The CRC32 checksum computation interprets the entire file as a big number and computes the remainder when you divide that number by a specific constant using a specific kind of division. We could go through the effort of setting up the appropriate equations and solving for x. But frankly, we've already solved one nasty recursive puzzle today, and enough is enough. There are only four billion possibilities for x: we can write a program to try each in turn, until it finds one that works.
He also provides the code that generated the files.
(See also Zip-file that contains nothing but itself?)
Cryptographically-secure digests
With a cryptographically-secure hash function, this shouldn't be possible without either breaking the hash function (particularly, a secure digest should make it "infeasible to generate a message that has a given hash"), or applying brute force.
But these hashes are much longer than 32 bits, precisely in order to deter that sort of attack. So you can write a brute-force algorithm to do this, but unless you're extremely lucky you shouldn't expect it to finish before the universe ends.
MD5 is broken, so it might be easier
The MD5 algorithm is seriously broken, and a chosen-prefix collision attack is already practical (as used in the Flame malware's forged certificate; see http://www.cwi.nl/news/2012/cwi-cryptanalist-discovers-new-cryptographic-attack-variant-in-flame-spy-malware, http://arstechnica.com/security/2012/06/flame-crypto-breakthrough/). I don't know of what you want having actually been done, but there's a good chance it's possible. It's probably an open research question.

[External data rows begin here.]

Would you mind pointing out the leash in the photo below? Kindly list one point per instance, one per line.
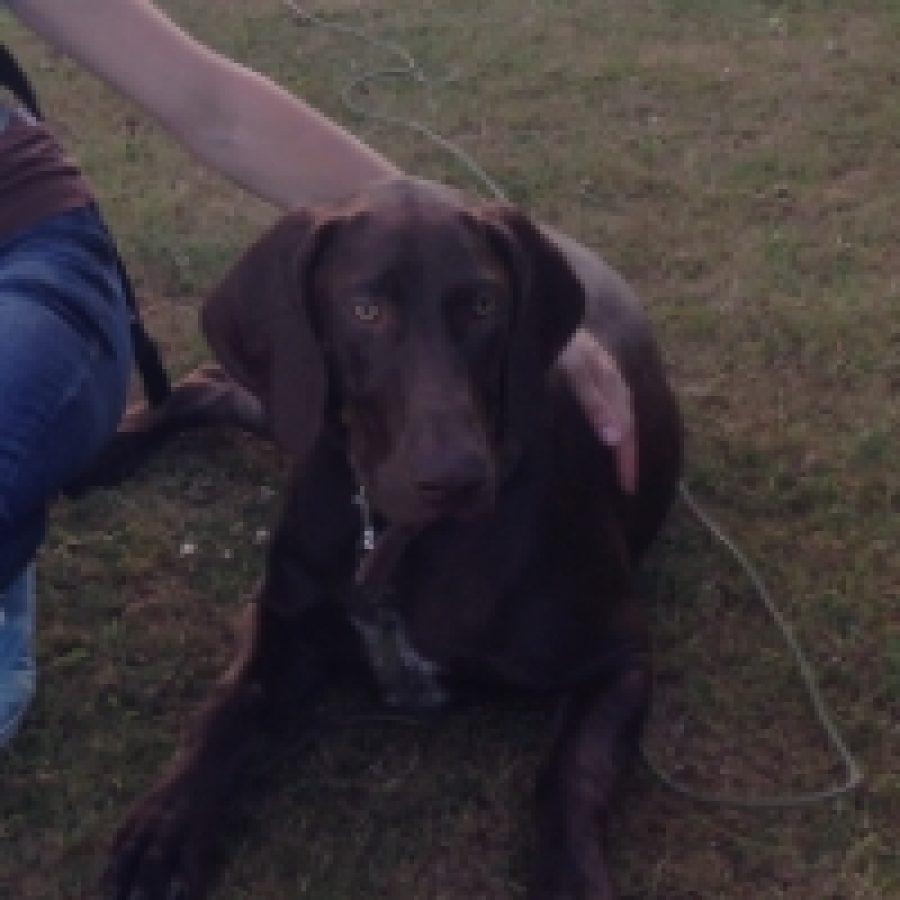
(156, 382)
(408, 67)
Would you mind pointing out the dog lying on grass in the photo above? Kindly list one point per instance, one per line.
(451, 520)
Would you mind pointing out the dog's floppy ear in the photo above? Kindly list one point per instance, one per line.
(258, 326)
(549, 307)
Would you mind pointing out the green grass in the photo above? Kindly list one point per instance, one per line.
(739, 162)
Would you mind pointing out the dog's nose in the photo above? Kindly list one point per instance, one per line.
(452, 476)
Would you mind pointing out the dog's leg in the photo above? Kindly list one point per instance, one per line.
(207, 396)
(161, 850)
(597, 740)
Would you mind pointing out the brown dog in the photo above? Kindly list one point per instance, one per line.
(404, 343)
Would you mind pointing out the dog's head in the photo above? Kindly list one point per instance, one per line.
(426, 323)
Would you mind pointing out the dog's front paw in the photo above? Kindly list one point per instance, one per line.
(576, 870)
(160, 849)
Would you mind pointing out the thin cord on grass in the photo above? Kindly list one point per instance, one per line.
(411, 69)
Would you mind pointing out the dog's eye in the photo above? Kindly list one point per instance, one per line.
(484, 305)
(367, 311)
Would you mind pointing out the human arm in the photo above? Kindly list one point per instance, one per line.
(273, 144)
(232, 119)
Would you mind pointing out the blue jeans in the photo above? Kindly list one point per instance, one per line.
(65, 358)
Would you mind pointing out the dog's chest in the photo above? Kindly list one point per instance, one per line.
(405, 678)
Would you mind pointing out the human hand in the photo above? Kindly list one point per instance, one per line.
(605, 399)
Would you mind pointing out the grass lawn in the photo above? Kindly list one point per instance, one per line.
(739, 162)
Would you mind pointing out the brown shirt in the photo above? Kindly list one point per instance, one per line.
(37, 178)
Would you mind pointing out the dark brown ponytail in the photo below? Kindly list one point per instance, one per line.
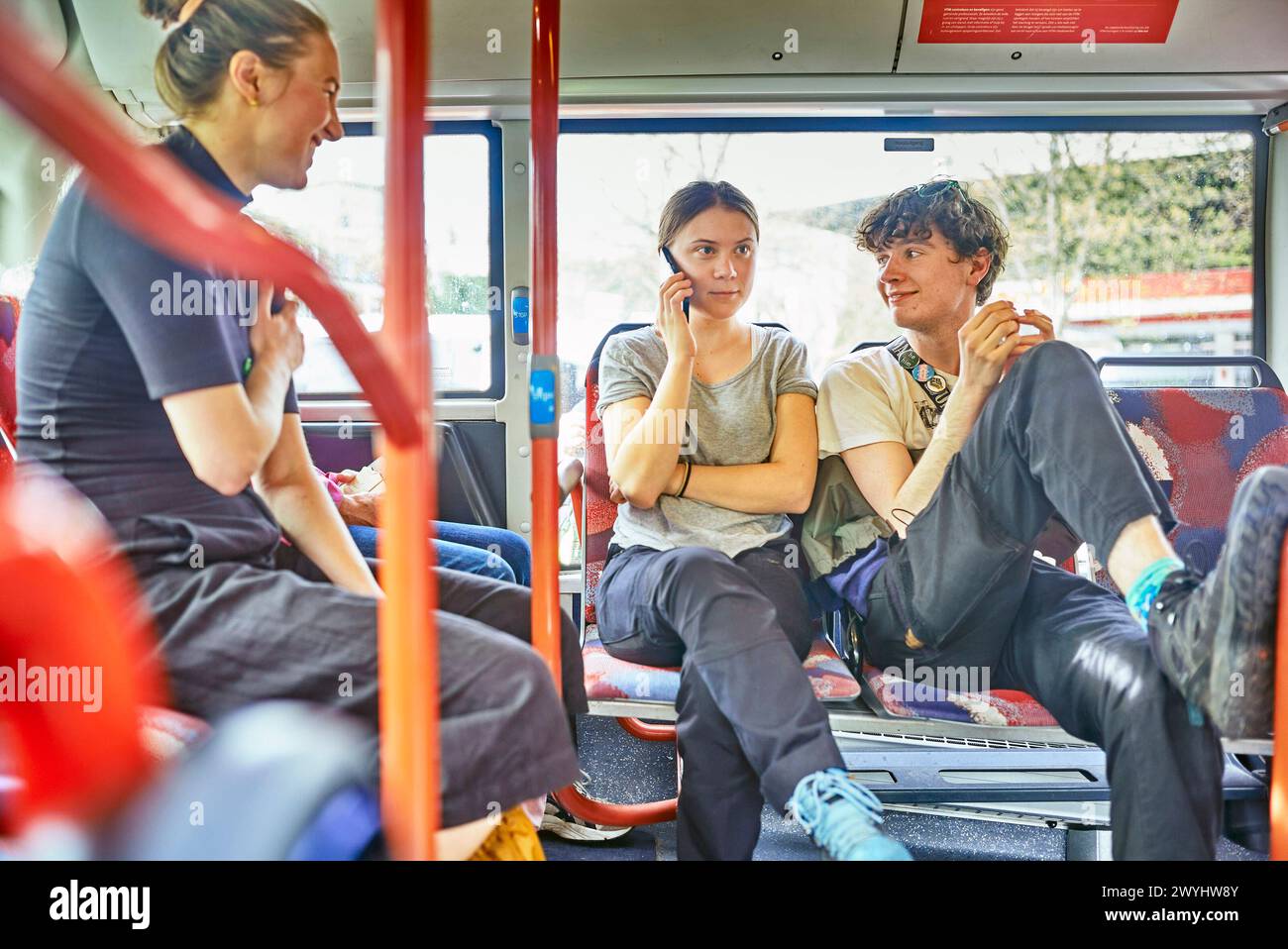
(193, 59)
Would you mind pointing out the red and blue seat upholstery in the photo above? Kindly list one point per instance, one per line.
(609, 679)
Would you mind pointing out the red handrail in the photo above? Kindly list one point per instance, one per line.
(545, 275)
(545, 479)
(75, 610)
(1279, 772)
(408, 640)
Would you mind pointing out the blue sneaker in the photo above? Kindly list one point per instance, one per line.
(842, 818)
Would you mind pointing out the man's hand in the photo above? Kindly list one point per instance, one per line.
(360, 510)
(1046, 333)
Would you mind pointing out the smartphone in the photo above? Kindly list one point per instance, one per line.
(675, 268)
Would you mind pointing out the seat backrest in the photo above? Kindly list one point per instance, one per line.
(8, 369)
(599, 512)
(1199, 445)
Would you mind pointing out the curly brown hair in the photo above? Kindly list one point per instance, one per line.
(966, 223)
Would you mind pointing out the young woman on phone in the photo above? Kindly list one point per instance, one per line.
(711, 442)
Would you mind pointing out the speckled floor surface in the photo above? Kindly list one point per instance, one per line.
(629, 770)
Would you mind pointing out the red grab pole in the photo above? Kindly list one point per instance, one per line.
(544, 394)
(408, 640)
(1279, 774)
(544, 366)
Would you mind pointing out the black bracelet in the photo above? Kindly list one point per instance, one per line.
(688, 471)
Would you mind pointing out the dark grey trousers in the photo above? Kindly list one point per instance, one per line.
(966, 583)
(232, 634)
(748, 724)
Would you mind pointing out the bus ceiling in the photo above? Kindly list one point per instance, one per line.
(879, 56)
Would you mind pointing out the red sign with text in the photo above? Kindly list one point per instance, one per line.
(1046, 21)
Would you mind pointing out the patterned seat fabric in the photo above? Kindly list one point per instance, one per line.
(614, 679)
(1199, 445)
(905, 699)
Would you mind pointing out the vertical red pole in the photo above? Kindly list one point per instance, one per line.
(408, 641)
(1279, 773)
(545, 274)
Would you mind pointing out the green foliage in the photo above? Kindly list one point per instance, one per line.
(1115, 218)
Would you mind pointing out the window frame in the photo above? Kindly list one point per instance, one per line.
(496, 257)
(951, 124)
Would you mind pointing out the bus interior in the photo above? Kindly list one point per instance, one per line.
(1137, 166)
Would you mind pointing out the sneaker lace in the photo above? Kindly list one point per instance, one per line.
(812, 806)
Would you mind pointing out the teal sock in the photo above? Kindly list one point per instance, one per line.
(1141, 595)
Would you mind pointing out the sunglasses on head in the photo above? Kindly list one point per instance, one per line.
(931, 188)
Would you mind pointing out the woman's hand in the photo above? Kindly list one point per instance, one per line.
(360, 510)
(275, 335)
(673, 326)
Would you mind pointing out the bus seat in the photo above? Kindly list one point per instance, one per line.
(606, 678)
(1199, 445)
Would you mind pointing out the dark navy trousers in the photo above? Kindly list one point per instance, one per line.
(965, 582)
(748, 724)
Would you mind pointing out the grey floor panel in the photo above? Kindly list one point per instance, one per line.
(629, 770)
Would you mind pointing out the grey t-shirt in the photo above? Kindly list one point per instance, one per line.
(730, 423)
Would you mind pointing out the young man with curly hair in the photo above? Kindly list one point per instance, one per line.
(964, 438)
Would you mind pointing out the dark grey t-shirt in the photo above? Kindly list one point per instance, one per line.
(108, 329)
(730, 423)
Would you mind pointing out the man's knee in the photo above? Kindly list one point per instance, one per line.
(698, 564)
(531, 691)
(1056, 360)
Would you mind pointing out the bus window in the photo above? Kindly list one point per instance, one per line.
(339, 219)
(1134, 243)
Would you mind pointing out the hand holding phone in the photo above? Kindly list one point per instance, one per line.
(675, 268)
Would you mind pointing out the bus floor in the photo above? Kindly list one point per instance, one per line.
(629, 770)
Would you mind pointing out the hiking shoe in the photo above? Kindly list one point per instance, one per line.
(842, 818)
(1215, 636)
(561, 823)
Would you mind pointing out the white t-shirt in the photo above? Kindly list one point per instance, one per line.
(868, 397)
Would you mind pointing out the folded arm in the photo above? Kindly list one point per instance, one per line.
(781, 485)
(297, 498)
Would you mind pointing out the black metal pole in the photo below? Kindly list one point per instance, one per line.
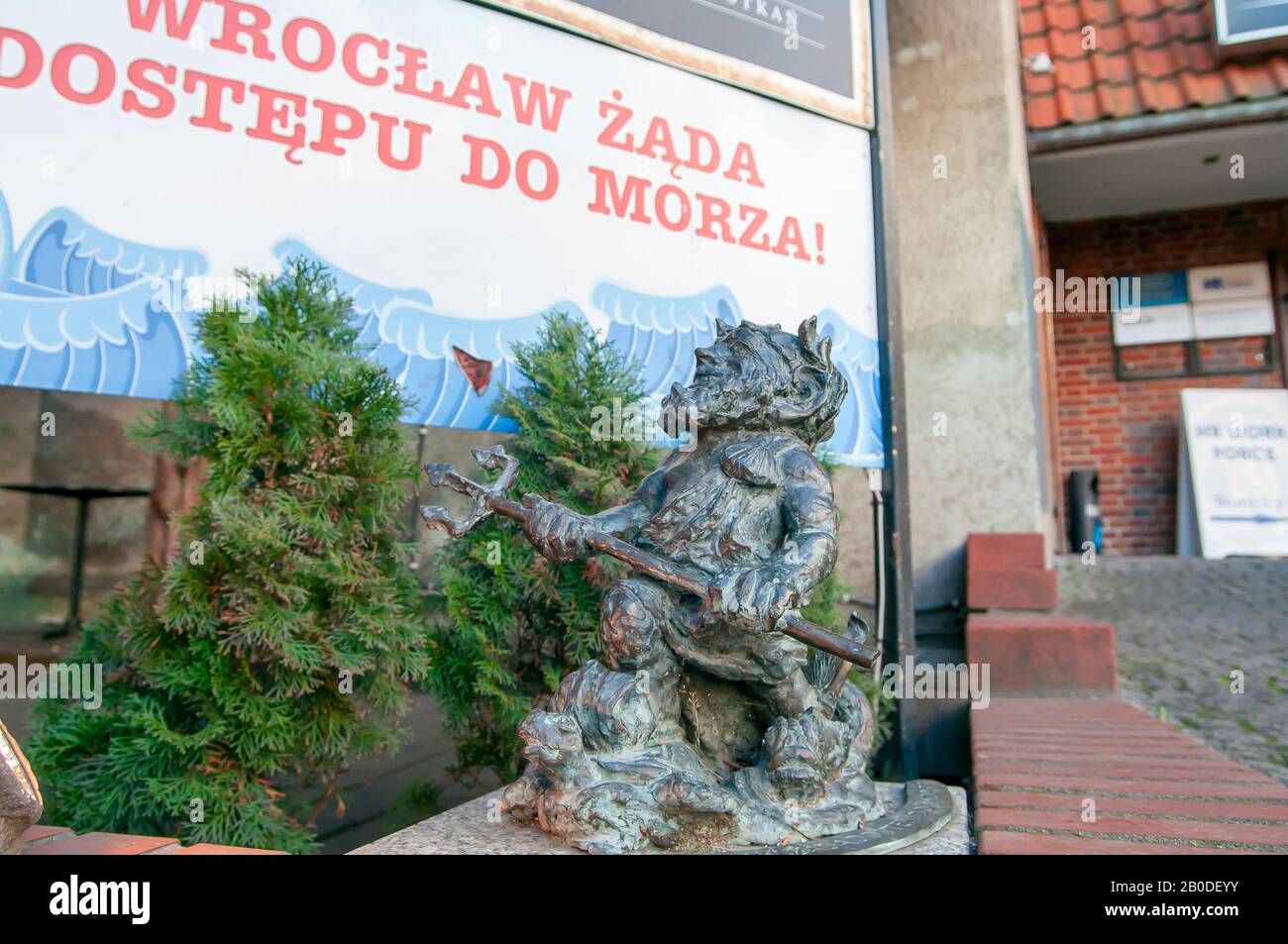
(898, 635)
(77, 575)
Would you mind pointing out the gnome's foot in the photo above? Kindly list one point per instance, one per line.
(795, 764)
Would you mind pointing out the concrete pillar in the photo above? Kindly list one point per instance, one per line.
(977, 445)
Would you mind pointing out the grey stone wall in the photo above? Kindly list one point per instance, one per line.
(974, 417)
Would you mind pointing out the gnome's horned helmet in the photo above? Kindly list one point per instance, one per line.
(760, 376)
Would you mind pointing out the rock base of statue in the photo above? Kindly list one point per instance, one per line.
(919, 818)
(617, 765)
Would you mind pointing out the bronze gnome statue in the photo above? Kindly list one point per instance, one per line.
(708, 720)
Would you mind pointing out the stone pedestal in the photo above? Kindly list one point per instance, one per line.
(923, 818)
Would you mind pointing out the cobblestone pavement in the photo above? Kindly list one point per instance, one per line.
(1184, 627)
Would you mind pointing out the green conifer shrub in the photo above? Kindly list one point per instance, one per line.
(515, 623)
(275, 647)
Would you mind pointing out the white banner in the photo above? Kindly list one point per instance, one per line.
(1234, 472)
(463, 170)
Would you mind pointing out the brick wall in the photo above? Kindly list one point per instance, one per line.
(1128, 430)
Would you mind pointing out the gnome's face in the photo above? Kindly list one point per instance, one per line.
(726, 384)
(758, 376)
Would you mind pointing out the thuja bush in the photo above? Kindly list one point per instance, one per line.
(274, 649)
(515, 623)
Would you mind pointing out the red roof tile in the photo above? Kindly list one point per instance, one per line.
(1145, 56)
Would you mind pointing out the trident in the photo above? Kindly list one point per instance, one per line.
(492, 500)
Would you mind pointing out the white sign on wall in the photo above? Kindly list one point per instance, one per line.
(1233, 483)
(1232, 300)
(463, 170)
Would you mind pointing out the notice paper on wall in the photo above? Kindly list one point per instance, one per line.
(1233, 475)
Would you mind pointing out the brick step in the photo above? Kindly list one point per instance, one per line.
(56, 840)
(1008, 571)
(1146, 806)
(1005, 550)
(1043, 656)
(1031, 786)
(1012, 587)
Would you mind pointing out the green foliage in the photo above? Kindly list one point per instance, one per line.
(516, 625)
(277, 646)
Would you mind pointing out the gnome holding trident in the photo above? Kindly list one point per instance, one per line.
(708, 712)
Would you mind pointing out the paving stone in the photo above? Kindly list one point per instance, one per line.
(997, 842)
(1183, 625)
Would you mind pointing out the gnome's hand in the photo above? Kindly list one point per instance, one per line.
(559, 533)
(751, 597)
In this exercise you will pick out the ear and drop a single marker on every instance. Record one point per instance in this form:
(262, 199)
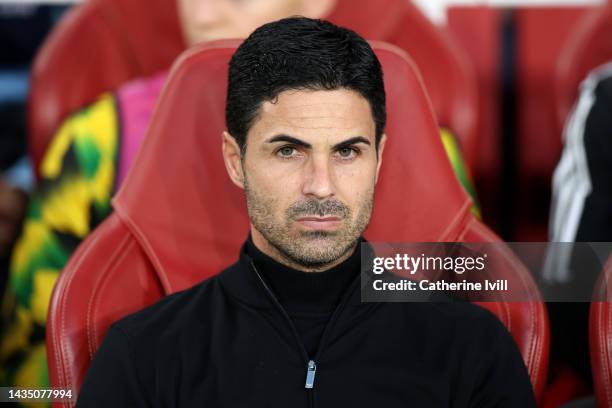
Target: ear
(318, 8)
(381, 149)
(232, 159)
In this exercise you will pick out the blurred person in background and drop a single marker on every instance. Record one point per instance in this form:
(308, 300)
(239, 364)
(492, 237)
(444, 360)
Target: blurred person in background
(84, 166)
(581, 211)
(22, 29)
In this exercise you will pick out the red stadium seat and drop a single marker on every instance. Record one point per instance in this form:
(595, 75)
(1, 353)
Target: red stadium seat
(588, 47)
(178, 219)
(600, 337)
(137, 38)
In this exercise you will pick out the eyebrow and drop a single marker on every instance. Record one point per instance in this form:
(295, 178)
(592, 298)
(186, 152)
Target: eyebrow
(337, 146)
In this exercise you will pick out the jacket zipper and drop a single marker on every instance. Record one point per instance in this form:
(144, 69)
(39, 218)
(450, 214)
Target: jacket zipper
(311, 365)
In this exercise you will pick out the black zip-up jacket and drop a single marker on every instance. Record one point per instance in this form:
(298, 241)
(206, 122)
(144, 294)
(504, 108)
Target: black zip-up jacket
(228, 342)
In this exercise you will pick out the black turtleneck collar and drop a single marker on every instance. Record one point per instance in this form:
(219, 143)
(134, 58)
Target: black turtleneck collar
(300, 291)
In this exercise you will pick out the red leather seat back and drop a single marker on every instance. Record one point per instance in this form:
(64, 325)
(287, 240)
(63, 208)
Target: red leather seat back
(600, 337)
(96, 47)
(178, 219)
(588, 47)
(139, 37)
(447, 72)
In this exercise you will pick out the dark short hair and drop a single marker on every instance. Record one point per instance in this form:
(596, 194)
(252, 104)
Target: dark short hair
(300, 53)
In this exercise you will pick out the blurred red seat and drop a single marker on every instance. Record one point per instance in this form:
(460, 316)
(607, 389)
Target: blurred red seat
(103, 43)
(600, 337)
(177, 224)
(588, 47)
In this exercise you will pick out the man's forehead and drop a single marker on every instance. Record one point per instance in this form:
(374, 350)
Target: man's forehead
(336, 110)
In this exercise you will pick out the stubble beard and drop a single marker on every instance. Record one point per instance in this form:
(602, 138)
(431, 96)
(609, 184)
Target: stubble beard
(309, 249)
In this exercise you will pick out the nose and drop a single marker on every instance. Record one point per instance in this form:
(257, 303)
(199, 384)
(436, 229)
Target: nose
(318, 181)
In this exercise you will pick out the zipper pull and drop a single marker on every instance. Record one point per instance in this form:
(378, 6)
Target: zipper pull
(310, 373)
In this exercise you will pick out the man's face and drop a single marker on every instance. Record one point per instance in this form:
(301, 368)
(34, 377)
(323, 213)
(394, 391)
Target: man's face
(309, 173)
(208, 20)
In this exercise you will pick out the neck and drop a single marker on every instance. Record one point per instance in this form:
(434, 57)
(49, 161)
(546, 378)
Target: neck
(267, 248)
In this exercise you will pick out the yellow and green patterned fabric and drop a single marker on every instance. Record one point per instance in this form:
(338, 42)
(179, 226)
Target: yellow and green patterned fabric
(461, 170)
(77, 177)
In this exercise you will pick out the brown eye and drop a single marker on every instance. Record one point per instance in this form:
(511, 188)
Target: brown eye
(286, 151)
(346, 152)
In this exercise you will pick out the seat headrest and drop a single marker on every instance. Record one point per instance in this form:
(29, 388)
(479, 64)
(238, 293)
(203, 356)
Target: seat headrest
(189, 218)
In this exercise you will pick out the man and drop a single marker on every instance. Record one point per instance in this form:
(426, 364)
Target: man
(581, 211)
(84, 166)
(284, 325)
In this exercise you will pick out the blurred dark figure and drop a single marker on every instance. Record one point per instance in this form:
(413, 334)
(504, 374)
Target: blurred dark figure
(581, 211)
(23, 27)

For example, this could be done using a chosen-prefix preimage attack, choosing the prefix equal to the desired hash, so that the hash would be embedded in the file. A
preimage attack is more difficult than collision attacks, but there has been some progress towards it. See Does any published research indicate that preimage attacks on MD5 are imminent?.
It might also be possible to find a fixed point for MD5; inserting a digest is essentially the same problem. For discussion, see md5sum a file that contain the sum itself?.
Related questions:
Is there any x for which SHA1(x) equals x?
Is a hash result ever the same as the source value?
The only way to do this is if you define your file format so the hash only applies to the part of the file that doesn't contain the hash.
However, including the hash inside a file (like built into an ISO) defeats the whole security benefit of the hash. You need to get the hash from a different channel and compare it with your file.
No, because that would mean that the hash would have to be a hash of itself, which is not possible.